Wow, thanks everyone for all the responses!


I appreciate the positive, supportive encouragement!
Since I had more than a few people ask my method of loss, I'll go ahead and say it...hehe
I started out by first cleaning up my diet pretty hardcore - cut out all fast food, all soda, all sugary beverages in general, cut down my alcohol consumption *drastically* to where I almost never drink, very limited consumption of sweets or any other junk foods. I pretty much fill my grocery cart with only real food - fruits, veggies, lean meats, lean dairy, beans, rice, flour, cooking oil, eggs etc. I feel like the first year was mostly devoted to me re-learning how to eat like a human being, learning what a portion was, etc. Mostly walked the first year - I was so big and had a lot of body pain from my weight, mainly in my back.
The second year (2008) I got more into the fitness aspect of things. This year, though, it seems like diet and fitness are coexisting peacefully and I'm making a lot of gains in strength, stamina, and muscle composition. It was a lot of steps for me. I felt frustrated many times because it didn't happen fast, and it's still slow going...

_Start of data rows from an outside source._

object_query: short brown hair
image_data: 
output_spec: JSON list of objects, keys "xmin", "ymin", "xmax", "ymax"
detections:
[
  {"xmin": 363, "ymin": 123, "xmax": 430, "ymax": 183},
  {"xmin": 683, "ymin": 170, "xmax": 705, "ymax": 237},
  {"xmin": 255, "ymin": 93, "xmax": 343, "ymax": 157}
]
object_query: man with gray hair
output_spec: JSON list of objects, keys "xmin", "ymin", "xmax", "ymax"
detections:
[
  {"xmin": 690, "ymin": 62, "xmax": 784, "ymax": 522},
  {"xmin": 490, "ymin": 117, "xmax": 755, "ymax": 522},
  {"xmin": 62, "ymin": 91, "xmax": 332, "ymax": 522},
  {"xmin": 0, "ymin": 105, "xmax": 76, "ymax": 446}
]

and I love food and I did cheat enough times that I feel like I sabotaged my progress a little at times (especially holidays)

But my persistence has paid off.
Recently I decided I needed more structure in my food plan, because I was "falling off the wagon" too much. So I designed my own, little program. I found a food and exercise journal template on a site called balancedweightloss.com, edited it to make it more fine-tuned to my needs and preferences, and then I printed it out, laminated it, and had it bound into a book at Kinko's. I use wet-erase markers to tally how much/what kinds of food I eat, using a serving-size guide (I like this better than counting calories), and I also tally my exercise. It's basically like little check-boxes. I used the food pyramid as my guide for how to categorize food and how many servings per day of each food group I should go for. I also have checkboxes for 10-minute increments of exercise since I often have to break my exercise up into segments due to my schedule. I feel like the structure of the book helps me keep my food intake under control since I've always suffered compulsive eating...it helps me stay in check. The exercise checkboxes challenge me to go for more and shoot for longer times spent exercising.
More recently I've also added more calisthenics and strength training to my routine, which I do every morning before work. It doesn't take too long, and I can feel a huge difference.
So that's what I've been doing. Disciplined and mostly clean eating (I leave a little room for tiny cheats these days, but the book makes me control it more), dedication to daily exercise, and a positive attitude about myself as a whole is what my "secret" is. It's not been easy, sometimes downright frustrating. It's hard to face temptations, as well as have the patience to realize that for it to be healthy, it has to be somewhat slow.
Thanks again for the positive feedback, everyone! Especially to the one who said I look like a different person, because I really do *feel* like a different person, too, and not just physically.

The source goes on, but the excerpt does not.